Another matter, concerning which the President and I disagreed, was the secrecy with which the negotiations were carried on between him and the principal European statesmen, incidental to which was the willingness, if not the desire, to prevent the proceedings and decisions from becoming known even to the delegates of the smaller nations which were represented at the Peace Conference.
Confidential personal interviews were to a certain extent unavoidable and necessary, but to conduct the entire negotiation through a small group sitting behind closed doors and to shroud their proceedings with mystery and uncertainty made a very unfortunate impression on those who were not members of the secret councils.

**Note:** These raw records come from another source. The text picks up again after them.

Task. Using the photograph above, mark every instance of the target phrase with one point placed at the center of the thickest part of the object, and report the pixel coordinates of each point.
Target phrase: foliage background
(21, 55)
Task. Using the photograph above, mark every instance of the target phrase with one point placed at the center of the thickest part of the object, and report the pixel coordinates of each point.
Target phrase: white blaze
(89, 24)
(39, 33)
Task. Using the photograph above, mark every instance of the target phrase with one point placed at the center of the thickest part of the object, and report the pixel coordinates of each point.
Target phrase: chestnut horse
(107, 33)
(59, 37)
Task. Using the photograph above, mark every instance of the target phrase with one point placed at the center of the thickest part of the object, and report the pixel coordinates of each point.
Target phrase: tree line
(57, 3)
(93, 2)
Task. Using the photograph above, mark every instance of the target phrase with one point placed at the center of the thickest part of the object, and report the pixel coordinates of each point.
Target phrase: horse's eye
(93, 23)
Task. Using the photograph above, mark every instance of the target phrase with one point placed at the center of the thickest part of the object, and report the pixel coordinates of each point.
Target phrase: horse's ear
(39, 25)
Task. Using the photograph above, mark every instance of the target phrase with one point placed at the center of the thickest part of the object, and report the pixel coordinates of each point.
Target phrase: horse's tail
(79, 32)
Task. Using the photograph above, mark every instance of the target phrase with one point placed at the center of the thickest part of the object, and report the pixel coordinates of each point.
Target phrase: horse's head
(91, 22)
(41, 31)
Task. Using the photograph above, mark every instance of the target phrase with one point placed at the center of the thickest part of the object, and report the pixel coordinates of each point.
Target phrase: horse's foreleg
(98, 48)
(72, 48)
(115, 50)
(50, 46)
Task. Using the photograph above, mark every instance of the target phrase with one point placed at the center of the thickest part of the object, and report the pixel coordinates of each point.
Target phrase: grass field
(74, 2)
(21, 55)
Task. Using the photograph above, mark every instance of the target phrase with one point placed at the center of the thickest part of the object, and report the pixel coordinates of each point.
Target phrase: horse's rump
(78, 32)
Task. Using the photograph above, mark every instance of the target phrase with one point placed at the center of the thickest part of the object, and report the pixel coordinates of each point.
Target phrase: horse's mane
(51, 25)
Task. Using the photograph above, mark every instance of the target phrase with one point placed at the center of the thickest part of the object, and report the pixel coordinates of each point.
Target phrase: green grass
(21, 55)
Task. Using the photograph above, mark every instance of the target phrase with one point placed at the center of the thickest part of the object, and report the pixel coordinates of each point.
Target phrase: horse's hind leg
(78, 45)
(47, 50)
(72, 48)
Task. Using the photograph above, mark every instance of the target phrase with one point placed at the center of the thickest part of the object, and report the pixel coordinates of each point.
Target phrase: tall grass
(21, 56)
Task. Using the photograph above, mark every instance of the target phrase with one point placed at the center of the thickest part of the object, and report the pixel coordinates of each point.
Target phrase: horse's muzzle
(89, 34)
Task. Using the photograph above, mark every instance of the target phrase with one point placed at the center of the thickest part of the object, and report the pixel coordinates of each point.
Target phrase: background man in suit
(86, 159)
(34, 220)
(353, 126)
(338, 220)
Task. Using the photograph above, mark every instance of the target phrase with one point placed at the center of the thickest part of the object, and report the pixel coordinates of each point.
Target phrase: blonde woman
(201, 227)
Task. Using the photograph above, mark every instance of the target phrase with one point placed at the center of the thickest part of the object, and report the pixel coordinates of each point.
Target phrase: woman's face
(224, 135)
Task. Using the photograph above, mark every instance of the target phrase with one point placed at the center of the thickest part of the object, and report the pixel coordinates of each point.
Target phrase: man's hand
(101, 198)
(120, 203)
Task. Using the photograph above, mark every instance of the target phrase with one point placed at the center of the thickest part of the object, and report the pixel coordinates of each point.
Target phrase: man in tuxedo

At the first there was no Council of the Heads of States (the so-called Council of Four); in fact it was not recognized as an organized body until the latter part of March, 1919. Prior to that time the directing body of the Conference was the self-constituted Council of Ten composed of the President and the British, French, and Italian Premiers with their Secretaries or Ministers of Foreign Affairs, and two Japanese delegates of ambassadorial rank. This Council had a membership identical with that of the Supreme War Council, which controlled the armistices, their enforcement, and other military matters. It assumed authority over the negotiations and proceedings of the Conference, though it was never authorized so to do by the body of delegates. The Council of Four, when later formed, was equally without a mandate from the Conference. They assumed the authority and exercised it as a matter of right.